Sem telefone, sem mapa, sem porra nenhuma! Olhando ao redor, percebi a
cagada que tinha feito. Não tem nada aqui. Olhava para um lado e era
apenas a estrada de terra batida. Olhei para o outro e a mesma coisa. Além
de cercas de arames que cercam mato e mais mato, nenhuma casa, sinal de
vida humana ou sequer animal.

— Pensa positivo, Embry, em algum momento alguém vai ter que passar
aqui. Não é o fim do mundo que estamos pensando! — Tentei me apegar
ao fato que na rodoviária o painel dizia que passaria outro ônibus como o
que peguei em duas horas.

A parte boa é que até lá vou ter morrido assado pelo sol do meio-dia que
logo se aproximava. Olhava de um lado pro outro da estrada. Se eu fosse
mais adiante, poderia me perder e consequentemente perderia o possível
ônibus. Não tinha porque ter medo de ficar onde estava. O único risco que
corria era a insolação. Não tinha nem sequer uma vaca pra correr atrás de
mim, quem dirá uma alma mal intencionada.

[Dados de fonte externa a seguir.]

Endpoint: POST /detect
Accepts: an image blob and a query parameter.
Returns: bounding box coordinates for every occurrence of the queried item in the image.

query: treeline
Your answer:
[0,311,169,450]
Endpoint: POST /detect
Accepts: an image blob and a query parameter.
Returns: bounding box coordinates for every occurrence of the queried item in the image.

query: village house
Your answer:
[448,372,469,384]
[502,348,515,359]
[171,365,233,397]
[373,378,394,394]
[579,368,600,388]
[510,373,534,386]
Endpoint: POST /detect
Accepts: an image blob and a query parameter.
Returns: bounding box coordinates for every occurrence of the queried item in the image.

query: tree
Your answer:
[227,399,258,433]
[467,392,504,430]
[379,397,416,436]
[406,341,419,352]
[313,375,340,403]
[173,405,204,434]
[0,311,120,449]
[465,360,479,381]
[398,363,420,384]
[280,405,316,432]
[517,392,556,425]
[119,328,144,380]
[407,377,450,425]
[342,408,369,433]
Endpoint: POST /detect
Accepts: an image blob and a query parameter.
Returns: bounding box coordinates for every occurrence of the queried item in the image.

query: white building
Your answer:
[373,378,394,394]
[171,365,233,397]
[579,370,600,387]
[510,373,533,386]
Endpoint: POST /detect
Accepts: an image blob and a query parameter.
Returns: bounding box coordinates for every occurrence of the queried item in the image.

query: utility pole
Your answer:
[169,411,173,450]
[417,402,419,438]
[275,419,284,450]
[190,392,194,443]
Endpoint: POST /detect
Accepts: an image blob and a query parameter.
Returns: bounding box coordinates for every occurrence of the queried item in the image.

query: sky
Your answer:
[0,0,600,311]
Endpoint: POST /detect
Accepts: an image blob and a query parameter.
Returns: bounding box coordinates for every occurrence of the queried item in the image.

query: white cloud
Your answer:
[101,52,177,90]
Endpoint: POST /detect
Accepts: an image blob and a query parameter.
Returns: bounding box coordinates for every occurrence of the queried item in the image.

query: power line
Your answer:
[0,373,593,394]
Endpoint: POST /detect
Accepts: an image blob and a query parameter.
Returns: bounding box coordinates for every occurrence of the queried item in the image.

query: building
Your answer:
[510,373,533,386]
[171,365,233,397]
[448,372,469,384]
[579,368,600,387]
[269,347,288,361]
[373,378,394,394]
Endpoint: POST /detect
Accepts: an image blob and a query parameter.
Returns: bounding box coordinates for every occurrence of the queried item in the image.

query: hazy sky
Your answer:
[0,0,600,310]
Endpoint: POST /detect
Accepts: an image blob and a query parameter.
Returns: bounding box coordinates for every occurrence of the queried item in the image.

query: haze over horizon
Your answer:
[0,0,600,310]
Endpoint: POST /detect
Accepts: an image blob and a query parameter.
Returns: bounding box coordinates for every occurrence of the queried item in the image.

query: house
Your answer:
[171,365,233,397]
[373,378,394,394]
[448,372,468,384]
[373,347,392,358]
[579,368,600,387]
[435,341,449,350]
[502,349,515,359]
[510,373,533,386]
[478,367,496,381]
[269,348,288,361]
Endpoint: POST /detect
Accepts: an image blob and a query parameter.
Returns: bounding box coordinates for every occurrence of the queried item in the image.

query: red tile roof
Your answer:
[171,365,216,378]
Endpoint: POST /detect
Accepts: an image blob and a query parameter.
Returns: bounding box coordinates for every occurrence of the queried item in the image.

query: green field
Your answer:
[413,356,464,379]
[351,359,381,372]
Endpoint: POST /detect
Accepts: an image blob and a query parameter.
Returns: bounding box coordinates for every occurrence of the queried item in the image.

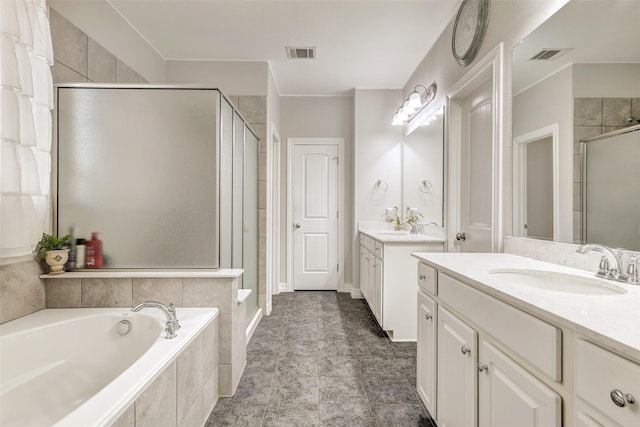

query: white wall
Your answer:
[404,0,568,241]
[506,66,573,242]
[280,96,354,290]
[354,89,403,224]
[573,64,640,98]
[47,0,166,83]
[167,61,269,96]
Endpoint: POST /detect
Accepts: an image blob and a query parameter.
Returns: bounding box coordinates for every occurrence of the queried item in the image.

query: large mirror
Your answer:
[513,0,640,250]
[402,107,444,226]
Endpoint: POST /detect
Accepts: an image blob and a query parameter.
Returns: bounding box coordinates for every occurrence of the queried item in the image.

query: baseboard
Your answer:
[349,288,364,299]
[245,310,262,344]
[266,301,273,316]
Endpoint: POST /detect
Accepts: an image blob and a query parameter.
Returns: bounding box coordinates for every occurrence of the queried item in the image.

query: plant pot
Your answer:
[44,249,69,274]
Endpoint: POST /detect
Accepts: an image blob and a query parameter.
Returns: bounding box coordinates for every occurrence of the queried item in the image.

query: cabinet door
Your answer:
[478,341,562,427]
[370,256,384,328]
[360,245,369,300]
[416,290,438,418]
[437,307,478,427]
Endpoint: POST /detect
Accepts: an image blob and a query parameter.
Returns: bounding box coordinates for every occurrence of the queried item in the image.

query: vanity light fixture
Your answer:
[391,83,438,126]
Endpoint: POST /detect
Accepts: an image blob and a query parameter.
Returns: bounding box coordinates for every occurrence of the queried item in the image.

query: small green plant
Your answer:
[36,233,71,259]
[406,207,424,224]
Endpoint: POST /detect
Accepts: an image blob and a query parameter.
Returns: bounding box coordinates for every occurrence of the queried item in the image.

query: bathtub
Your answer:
[0,308,218,427]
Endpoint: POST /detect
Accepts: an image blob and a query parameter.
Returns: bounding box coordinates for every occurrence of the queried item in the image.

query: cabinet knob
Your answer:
[610,388,636,408]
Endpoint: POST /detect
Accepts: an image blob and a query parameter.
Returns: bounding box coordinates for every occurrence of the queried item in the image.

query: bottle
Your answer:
[84,232,102,268]
[76,239,87,268]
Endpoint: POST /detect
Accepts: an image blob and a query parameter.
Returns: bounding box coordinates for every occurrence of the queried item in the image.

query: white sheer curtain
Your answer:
[0,0,53,258]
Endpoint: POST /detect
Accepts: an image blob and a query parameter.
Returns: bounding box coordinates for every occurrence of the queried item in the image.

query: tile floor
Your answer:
[207,291,436,427]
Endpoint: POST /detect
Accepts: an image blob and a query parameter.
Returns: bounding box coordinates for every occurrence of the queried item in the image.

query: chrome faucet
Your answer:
[576,243,640,285]
[131,301,180,339]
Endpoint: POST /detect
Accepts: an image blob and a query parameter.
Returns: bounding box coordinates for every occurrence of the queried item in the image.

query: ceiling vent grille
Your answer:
[529,49,571,61]
[285,47,316,59]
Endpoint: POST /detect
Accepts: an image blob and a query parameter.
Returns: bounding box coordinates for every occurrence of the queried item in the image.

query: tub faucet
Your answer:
[576,243,626,281]
[131,301,180,339]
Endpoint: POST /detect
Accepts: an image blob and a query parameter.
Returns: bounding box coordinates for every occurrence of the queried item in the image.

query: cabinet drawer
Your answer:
[438,274,562,381]
[373,240,384,259]
[418,263,438,295]
[575,339,640,426]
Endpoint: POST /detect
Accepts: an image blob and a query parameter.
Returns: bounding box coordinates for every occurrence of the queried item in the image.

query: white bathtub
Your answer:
[0,308,218,427]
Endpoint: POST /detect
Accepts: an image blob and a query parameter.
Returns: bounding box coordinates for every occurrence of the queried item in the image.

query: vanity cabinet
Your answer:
[574,339,640,427]
[437,306,478,427]
[360,233,443,341]
[416,288,438,417]
[417,263,562,427]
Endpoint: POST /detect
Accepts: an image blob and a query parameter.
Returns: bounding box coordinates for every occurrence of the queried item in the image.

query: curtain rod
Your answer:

Meia hora depois e eu me encontro sentado no meio-fio comendo a minha


última barrinha de cereal.O que posso fazer, o estoque era grande, mas a
ansiedade e o sentimento de morte iminente me fizeram acabar com eles
um por um como um descontrolado.

— Vou morrer no meio do nada e ninguém vai saber. Pelo grande espírito,
sem sombra de dúvidas, Ateara, sua melhor ideia até agora! — Bati em
minha própria testa, zombando de minha própria estupidez.